Installation view of 《Fossil of High Noon》 (May 19 - July 1, 2022) © Tina Kim Gallery

Minouk Lim (b. 1968) continues to center aesthetics and politics in her artistic practice, rejecting binaries of subject and other; individual and community; documentary and fiction; assailant and victim; active and passive. Lim has stated that aesthetic practice provides imperative new models by which to criticize histories of omission, as well as to formulate new avenues of questioning.
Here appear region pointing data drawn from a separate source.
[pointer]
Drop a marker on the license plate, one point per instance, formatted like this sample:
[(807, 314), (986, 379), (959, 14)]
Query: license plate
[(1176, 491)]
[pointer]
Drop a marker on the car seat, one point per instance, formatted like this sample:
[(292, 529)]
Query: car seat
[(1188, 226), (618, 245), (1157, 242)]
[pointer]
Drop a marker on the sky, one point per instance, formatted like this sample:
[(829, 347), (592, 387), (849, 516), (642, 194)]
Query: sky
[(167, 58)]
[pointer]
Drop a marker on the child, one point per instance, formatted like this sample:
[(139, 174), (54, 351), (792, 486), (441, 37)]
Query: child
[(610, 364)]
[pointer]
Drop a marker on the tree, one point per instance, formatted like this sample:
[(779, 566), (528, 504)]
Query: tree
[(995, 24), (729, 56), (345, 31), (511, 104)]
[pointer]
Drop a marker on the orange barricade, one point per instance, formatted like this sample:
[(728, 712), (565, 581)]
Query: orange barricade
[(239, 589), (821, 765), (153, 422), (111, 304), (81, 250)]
She explores measurements of time in unchronological order and reexamines signs emerging from the midst of oblivion through suspicion and speculation. From a sculpture in a non-fixed and fragile form, a sound that flows and disappears, a video that aligns facts and fictions in jump cuts, a performance that becomes complete with the assembly of bodies and witnessing, to a piece in which each of these mediums interacts with and translates one another, Lim’s media works translate the hidden voices and figures of history through the “readjustment of senses.” Critic Namsee Kim has referred to Lim’s approach to media as psychic, in that her works “track down the disappeared and the invisible” through a state of being “fluid, disappearing, and invisible.”

The work Portable Keeper_Sea begins with a bird’s eye view. Buoy sea markers wander around a swimming girl and form a distinctive territory. The girl submits her body to the waves of the sea, a skirt and jeogori weltering under the water, creating a parallel. Between the sky and the sea; above and below water; tradition and the present; memory and future; life and death; the camera sutures these binaries and allows estranged generations to coexist in an alternate dimension.

The low bell chimes in the video scatter on, taking over one another’s howling echo. Buddhist wind chimes in the shape of a carp fish allude to a proverb, “Fish do not close their eyes even in sleep,” an effort to both stay awake and devote oneself to self-discipline. Lim’s grandmother, who stood alone without solitude, taught her self-organization and the “power of imagining the unseen”.